Wikidata:Requests for permissions/Bot/MsynBot 8
The following discussion is closed. Please do not modify it. Subsequent comments should be made in a new section. A summary of the conclusions reached follows.
- Approved--Ymblanter (talk) 06:25, 24 December 2021 (UTC)[reply]
MsynBot (talk • contribs • new items • new lexemes • SUL • Block log • User rights log • User rights • xtools)
Operator: MisterSynergy (talk • contribs • logs)
Task/s: remove sitelinks to inexistent pages on client wikis
Code: (still in preparation)
Function details: The bot will run periodically, with the execution interval to be determined (likely weekly or monthly). It will compare all page titles from client wikis (queried from the Mediawiki page table of the client wikis) with the sitelinks found at Wikidata (queried from the Wikibase wb_items_per_site table of Wikidata). Sitelinks found in Wikidata, but not in client wikis will be checked individually and removed, if indeed inexistent.

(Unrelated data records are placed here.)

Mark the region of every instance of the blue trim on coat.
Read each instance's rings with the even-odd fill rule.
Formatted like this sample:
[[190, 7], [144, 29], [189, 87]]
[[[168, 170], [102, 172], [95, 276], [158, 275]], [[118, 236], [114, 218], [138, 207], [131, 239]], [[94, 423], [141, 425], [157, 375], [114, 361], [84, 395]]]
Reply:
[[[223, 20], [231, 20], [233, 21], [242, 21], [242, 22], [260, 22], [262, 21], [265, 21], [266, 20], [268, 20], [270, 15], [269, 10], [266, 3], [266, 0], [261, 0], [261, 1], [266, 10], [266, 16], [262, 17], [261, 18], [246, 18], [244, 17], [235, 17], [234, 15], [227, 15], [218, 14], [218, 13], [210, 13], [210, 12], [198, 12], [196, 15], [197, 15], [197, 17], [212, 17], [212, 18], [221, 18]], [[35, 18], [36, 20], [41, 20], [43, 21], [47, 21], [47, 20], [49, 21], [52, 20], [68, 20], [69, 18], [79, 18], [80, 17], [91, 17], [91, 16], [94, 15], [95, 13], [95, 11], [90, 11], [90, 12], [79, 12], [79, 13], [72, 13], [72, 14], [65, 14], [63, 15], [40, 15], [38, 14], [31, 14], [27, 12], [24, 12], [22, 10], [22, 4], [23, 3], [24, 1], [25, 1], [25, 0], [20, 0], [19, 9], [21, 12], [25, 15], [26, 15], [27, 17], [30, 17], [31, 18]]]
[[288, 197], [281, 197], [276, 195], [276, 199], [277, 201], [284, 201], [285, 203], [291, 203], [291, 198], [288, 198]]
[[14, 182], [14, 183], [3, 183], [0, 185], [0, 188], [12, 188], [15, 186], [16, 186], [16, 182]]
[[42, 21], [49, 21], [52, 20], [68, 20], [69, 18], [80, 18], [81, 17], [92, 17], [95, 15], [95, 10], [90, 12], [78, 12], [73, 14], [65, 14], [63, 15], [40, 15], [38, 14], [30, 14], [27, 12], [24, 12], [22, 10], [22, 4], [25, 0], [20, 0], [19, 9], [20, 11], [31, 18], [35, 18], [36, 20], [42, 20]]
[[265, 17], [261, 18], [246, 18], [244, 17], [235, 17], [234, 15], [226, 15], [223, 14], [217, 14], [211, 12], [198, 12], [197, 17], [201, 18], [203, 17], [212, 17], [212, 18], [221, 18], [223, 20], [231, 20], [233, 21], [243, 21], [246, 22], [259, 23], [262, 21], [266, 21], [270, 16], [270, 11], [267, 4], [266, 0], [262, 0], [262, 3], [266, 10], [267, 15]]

There are currently several thousand of such cases, mainly because some actions in client wikis ("page deletion" or "page move without a redirect left behind") are sometimes not automatically synced in the repository. Apparently we do not have a bot who fixes these cases currently since some of them exist for several years meanwhile. The bot will include all client wikis of Wikidata.
The code is not really ready yet, but I am currently testing with PAWS to get it completed. At a later point, the job will (at least partially, memory limitations may be problematic) be scheduled and executed on Toolforge in the msynbot
tool account. The editing will be done with pywikibot, as with my other bot jobs as well. A copy of the source code can also be made available onwiki, if someone asks. —MisterSynergy (talk) 15:09, 16 December 2021 (UTC)[reply]
- Support of course, very useful operation which is missing as of now. --Epìdosis 16:34, 16 December 2021 (UTC)[reply]
- Comment if you haven't written it yet, maybe asking the devs to spend the equivalent time on fixing Wikidata:Report_a_technical_problem#Resolve_data_quality_issues_of_the_sitelink_system would be a better investment. The problem with fixing data quality issues coming from design issues in Wikibase is that it's essentially endless. If most is caught, the underlying issue may never be addressed, or even community repair used as a pretext of not addressing it. Still, we will have the same issue once you discontinue the task and developers might not even be aware of the unresolved problem (beyond stray tasks in phab). --- Jura 18:04, 16 December 2021 (UTC)[reply]
- We don’t know whether the devs will fix this problem, and—if so—when. For the time being, a community-based fix is probably the best as there is meanwhile a 5-figure amount of sitelinks to inexistent pages. I would also expect any fix to be incomplete in the sense that some cases might still be missed no matter what.
- Most of the code is ready, Special:Diff/1544161775 was a test edit. What is still missing is to wrap everything up, deal with the memory limitations that matter for a job such as this one, catch some more special cases that can crash the script, and deploy it to Toolforge so that it runs reliably. —MisterSynergy (talk) 18:36, 16 December 2021 (UTC)[reply]
- Supposedly if just one user notices (or mentions it on Wikidata:Report_a_technical_problem), it might not be looked into.
- For future analysis, maybe the edits could be with a separate bot account, how about User:Sitelink deletion resync ? --- Jura 20:35, 16 December 2021 (UTC)[reply]
- I will add a task-specific hashtag to the edit summary. That way, the edits of this task can easily be queried. —MisterSynergy (talk) 21:17, 16 December 2021 (UTC)[reply]
- The advantage of a separate account is that one wouldn't need to do much analysis to get the basic stats. The name of the account isn't that important. Call it User:MsynBot_8 if you prefer.
- Maybe a tag for each wiki could be interesting, or at least enwiki. --- Jura 11:39, 17 December 2021 (UTC)[reply]
- An additional project hashtag is a good idea. It would also not be overly complicated to add some txt based logging to the bot and make it accessible to interested users. —MisterSynergy (talk) 12:10, 17 December 2021 (UTC)[reply]
- I will add a task-specific hashtag to the edit summary. That way, the edits of this task can easily be queried. —MisterSynergy (talk) 21:17, 16 December 2021 (UTC)[reply]
@Lymantria, Ymblanter: are we actually waiting for anything to happen here, or can the task already be approved? —MisterSynergy (talk) 23:06, 23 December 2021 (UTC)[reply]
- I still think a separate account would be better, but let's move ahead with this. If I recall, you already did similar deletions in the past .. so I suppose we can skip extensive testing.--- Jura 01:26, 24 December 2021 (UTC)[reply]